The Poverty of Libertarianism: Pt. 271

OzConservative has an excellent post documenting one of the ways libertarianism is the reverse side of the same liberal coin:

The Cato Institute is a leading libertarian organisation in the U.S. The Institute recently published a significant article about race. It’s fascinating to read because it shows the logic of how left-liberalism developed out of classical/right-liberalism.

But I need to quickly set the scene for this. All forms of liberalism begin with the idea that what matters is a freedom of the individual to be autonomous: to have the liberty to choose to be or to do whatever, as long as it does not limit a similar liberty for others to choose to be or to do whatever.

But this raises the question of how a society of atomised, autonomous individuals each seeking their own subjective good can be successfully regulated. Although there is no single answer given by liberals, the dominant form of liberalism in the mid-1800s, classical liberalism, emphasised the idea that the market could best regulate society.

Millions of individuals could participate in the free market, each seeking their own profit, but the hidden hand of the market would ensure that the larger outcome was a positive one for society.

So what went wrong? The classical liberals would say that as long as everyone had an equal opportunity to participate in the market, then everyone had an equal human dignity as an autonomous individual…

It’s leading up to the left-liberal idea that there are institutional, systemic barriers to equal participation.
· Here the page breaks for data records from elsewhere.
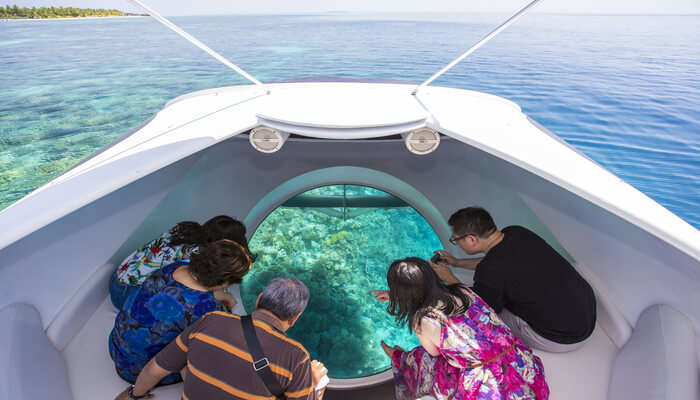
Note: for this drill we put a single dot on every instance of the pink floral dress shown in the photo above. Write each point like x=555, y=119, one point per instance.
x=479, y=359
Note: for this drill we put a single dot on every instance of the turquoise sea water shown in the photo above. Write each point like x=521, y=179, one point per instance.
x=340, y=259
x=624, y=90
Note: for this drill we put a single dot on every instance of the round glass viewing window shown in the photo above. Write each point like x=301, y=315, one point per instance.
x=340, y=240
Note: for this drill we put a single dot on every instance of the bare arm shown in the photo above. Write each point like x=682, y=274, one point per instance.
x=149, y=377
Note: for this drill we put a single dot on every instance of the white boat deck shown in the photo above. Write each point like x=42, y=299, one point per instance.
x=580, y=375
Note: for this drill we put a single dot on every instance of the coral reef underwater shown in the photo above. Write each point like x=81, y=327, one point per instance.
x=340, y=260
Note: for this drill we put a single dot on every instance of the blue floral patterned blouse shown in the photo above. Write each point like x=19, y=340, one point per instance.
x=152, y=317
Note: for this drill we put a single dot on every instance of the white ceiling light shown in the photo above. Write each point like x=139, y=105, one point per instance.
x=267, y=140
x=422, y=141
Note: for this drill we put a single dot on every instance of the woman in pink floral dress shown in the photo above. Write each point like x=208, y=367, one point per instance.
x=466, y=351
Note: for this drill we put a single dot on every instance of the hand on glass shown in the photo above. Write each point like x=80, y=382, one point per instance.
x=390, y=350
x=444, y=272
x=446, y=257
x=318, y=371
x=381, y=295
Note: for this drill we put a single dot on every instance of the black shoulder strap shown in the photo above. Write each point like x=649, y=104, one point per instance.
x=261, y=365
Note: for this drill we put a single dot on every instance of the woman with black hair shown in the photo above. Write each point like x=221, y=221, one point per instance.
x=466, y=351
x=179, y=243
x=171, y=299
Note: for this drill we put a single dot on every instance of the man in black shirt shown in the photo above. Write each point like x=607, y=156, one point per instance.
x=537, y=293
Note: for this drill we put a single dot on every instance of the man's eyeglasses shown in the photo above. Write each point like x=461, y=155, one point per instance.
x=454, y=240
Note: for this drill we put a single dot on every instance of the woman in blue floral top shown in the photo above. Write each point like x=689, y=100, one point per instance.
x=178, y=244
x=171, y=299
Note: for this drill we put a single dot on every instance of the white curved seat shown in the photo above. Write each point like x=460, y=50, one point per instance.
x=30, y=366
x=658, y=362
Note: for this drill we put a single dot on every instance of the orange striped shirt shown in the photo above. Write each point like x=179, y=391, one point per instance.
x=219, y=365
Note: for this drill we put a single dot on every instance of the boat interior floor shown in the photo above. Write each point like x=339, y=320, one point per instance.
x=579, y=375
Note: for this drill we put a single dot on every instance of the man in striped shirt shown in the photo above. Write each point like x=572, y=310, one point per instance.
x=215, y=362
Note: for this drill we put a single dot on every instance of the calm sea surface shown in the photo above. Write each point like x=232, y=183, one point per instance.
x=625, y=90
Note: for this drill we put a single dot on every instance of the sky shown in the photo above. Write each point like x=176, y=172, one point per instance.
x=222, y=7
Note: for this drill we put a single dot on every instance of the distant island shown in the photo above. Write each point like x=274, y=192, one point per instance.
x=59, y=12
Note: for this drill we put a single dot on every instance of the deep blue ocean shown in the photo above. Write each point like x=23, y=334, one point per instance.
x=625, y=90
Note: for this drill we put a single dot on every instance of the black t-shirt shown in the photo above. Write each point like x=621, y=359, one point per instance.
x=528, y=277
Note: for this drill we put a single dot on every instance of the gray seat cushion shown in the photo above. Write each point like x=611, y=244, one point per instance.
x=659, y=360
x=30, y=367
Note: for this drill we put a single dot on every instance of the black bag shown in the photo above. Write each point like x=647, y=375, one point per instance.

That disparities in outcomes are to be explained in terms of institutional oppression, racism and systemic discrimination.
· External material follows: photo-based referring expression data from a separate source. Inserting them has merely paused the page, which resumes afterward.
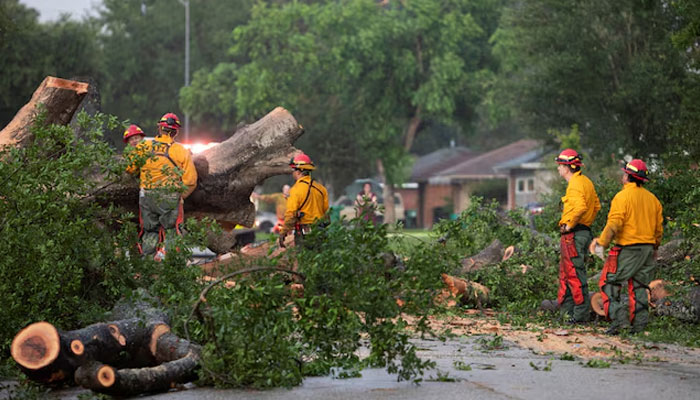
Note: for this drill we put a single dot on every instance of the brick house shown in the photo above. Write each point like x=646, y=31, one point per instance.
x=447, y=178
x=429, y=197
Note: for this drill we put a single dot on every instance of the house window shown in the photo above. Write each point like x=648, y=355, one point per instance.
x=523, y=185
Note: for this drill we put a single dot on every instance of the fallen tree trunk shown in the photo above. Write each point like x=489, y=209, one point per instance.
x=178, y=364
x=95, y=355
x=60, y=98
x=227, y=172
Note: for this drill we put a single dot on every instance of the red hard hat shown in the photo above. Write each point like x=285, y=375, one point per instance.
x=133, y=130
x=169, y=120
x=302, y=161
x=637, y=168
x=569, y=157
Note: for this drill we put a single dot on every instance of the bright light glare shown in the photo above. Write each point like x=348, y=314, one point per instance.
x=197, y=148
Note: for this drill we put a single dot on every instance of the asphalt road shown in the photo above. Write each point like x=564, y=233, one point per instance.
x=507, y=373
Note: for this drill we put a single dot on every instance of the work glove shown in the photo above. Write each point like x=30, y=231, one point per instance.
x=596, y=249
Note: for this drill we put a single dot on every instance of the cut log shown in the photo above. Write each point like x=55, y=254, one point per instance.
x=658, y=290
x=228, y=172
x=47, y=355
x=492, y=254
x=466, y=292
x=60, y=99
x=509, y=252
x=138, y=354
x=597, y=304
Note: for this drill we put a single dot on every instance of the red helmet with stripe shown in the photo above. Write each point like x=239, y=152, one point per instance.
x=569, y=157
x=133, y=130
x=170, y=121
x=302, y=162
x=638, y=169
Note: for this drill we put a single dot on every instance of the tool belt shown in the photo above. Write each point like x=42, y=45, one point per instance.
x=578, y=227
x=302, y=229
x=567, y=271
x=610, y=267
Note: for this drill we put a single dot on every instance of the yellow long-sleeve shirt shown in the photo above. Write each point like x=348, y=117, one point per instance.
x=581, y=203
x=635, y=217
x=278, y=200
x=157, y=171
x=314, y=208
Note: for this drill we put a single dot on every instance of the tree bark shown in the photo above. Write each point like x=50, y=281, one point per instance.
x=464, y=291
x=492, y=254
x=92, y=356
x=60, y=98
x=228, y=172
x=178, y=361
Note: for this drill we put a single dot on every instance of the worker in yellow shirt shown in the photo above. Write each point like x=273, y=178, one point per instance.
x=307, y=201
x=280, y=202
x=635, y=224
x=581, y=205
x=167, y=176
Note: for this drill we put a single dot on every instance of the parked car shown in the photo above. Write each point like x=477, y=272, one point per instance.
x=347, y=207
x=265, y=221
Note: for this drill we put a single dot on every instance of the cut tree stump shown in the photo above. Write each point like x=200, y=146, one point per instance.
x=60, y=98
x=128, y=356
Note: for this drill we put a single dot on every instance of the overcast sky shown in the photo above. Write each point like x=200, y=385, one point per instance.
x=50, y=10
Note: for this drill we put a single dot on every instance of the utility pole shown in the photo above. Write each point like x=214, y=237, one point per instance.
x=186, y=3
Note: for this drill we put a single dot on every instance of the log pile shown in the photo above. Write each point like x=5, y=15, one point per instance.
x=131, y=355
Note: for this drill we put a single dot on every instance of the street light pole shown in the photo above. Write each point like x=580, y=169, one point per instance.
x=186, y=3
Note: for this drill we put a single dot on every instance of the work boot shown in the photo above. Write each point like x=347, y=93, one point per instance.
x=614, y=330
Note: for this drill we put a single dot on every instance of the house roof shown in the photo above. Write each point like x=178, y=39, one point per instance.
x=483, y=166
x=540, y=157
x=428, y=165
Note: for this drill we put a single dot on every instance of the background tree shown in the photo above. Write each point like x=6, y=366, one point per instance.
x=144, y=45
x=363, y=78
x=608, y=66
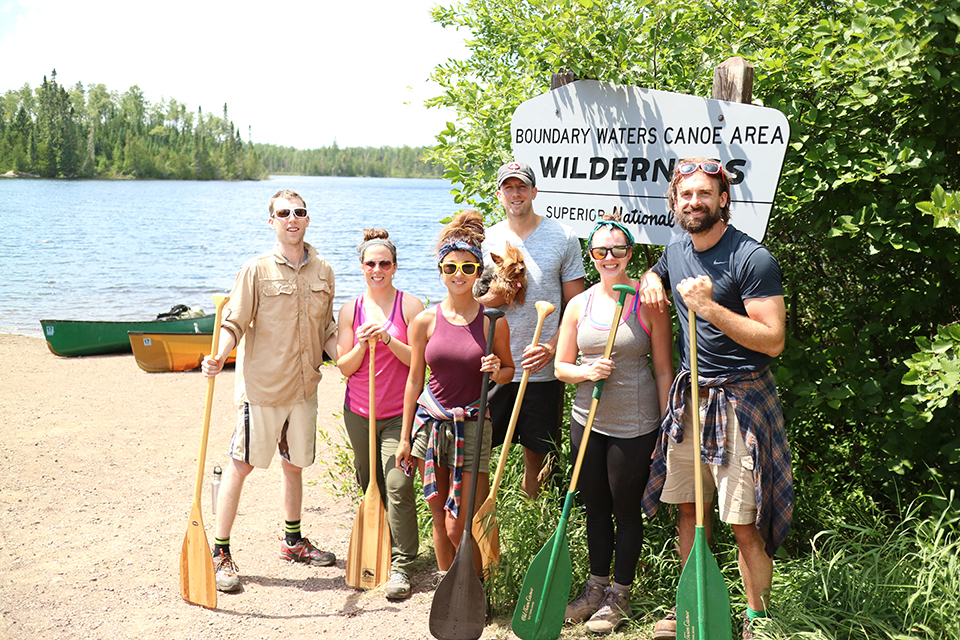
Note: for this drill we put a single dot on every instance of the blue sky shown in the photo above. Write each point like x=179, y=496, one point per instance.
x=299, y=73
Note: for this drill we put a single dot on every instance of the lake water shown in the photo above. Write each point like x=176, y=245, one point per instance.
x=128, y=250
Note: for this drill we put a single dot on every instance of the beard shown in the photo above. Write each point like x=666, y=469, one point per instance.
x=701, y=225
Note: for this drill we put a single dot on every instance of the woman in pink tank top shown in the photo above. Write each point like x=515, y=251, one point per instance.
x=440, y=421
x=382, y=315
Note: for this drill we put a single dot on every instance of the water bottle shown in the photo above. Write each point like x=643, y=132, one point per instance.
x=217, y=472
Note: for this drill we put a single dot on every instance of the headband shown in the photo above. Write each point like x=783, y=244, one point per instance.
x=380, y=241
x=615, y=225
x=459, y=245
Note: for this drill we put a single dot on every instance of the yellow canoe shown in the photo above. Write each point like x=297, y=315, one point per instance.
x=157, y=351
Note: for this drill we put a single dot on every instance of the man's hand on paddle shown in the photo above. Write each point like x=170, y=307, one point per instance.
x=211, y=366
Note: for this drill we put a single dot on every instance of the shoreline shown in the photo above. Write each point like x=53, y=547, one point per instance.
x=100, y=461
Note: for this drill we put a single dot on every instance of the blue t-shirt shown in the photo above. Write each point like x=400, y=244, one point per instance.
x=740, y=268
Oz nails it when he writes:

The mainstream left and right are not so different from each other. They both exist within the same philosophical framework, sharing the same assumptions about what human life is for. Mainstream leftism is an attempt to perfect the liberalism that came before it, to realize it in a more equitable and consistent way.

The challenge for those who dislike what the modern West has become is to step outside of the liberal framework entirely – to be neither of the left nor of the classical liberal/libertarian right.

The tenets of libertarianism might be viable in an ethnically homogenous nation, but do not work in today’s multicultural free-for-alls.